American academic (1865-1957)

Edgar Ewing Brandon (August 9, 1865 – June 8, 1957) was a professor of French and college administrator who served twice as acting president of Miami University (1909–10 and 1927–28) and was an expert on the Marquis de Lafayette.

Born in York Springs, Pennsylvania, Brandon earned an A.B. degree from the University of Michigan, a A.M. degree from the University of Missouri in 1897 and a Docteur d'Universite degree from the University of Paris in 1904.

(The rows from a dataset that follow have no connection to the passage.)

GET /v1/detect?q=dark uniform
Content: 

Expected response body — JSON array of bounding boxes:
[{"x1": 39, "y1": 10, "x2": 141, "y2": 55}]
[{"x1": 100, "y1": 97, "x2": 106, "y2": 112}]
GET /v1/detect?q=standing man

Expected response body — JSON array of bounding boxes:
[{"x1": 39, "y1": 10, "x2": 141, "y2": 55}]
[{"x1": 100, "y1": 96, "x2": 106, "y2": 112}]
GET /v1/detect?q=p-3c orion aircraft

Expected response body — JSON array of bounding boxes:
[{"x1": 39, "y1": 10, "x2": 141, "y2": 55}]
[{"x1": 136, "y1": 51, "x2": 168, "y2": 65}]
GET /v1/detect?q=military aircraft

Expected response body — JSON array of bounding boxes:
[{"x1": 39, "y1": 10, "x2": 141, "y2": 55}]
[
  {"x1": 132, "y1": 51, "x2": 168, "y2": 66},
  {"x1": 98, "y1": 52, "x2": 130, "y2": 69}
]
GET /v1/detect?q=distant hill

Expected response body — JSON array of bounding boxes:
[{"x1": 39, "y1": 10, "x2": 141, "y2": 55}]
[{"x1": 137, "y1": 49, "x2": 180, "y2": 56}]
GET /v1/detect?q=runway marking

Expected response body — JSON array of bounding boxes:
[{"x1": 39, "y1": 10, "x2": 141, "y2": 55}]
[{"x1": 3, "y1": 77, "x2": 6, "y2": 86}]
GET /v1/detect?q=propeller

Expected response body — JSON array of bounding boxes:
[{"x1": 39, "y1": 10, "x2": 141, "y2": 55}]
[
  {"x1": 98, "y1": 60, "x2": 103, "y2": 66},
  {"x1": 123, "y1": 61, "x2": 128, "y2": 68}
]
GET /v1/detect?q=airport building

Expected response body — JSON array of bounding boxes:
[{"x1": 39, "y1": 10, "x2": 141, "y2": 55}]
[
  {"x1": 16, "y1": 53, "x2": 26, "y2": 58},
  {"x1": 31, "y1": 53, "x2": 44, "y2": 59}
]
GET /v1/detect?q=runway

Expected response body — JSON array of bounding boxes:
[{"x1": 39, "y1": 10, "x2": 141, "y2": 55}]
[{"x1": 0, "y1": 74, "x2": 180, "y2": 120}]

Dr. Brandon was appointed professor of Romance Languages at Miami University and held that position until his retirement in 1931. He served as vice president of Miami University from 1908 to 1931, Dean from 1912 to 1931 and was twice acting president. In 1906, he became the first faculty advisor to the organization that would become Phi Kappa Tau fraternity and later served two terms as national president of the fraternity. For his guidance in the development of the fraternity, he is known as the "Architect of Phi Kappa Tau." The fraternity gives the Edgar Ewing Brandon Award to outstanding faculty advisors in the fraternity each year.

During World War I, he served in France as director of the Foyer du Soldat (French YMCA).

In his retirement, he wrote two books on the Marquis de Lafayette chronicling his travels through the United States.

He died in Hamilton, Ohio and is buried in the Oxford (Ohio) Cemetery. Brandon Hall, a dormitory on the Miami University campus is named for Dr. Brandon.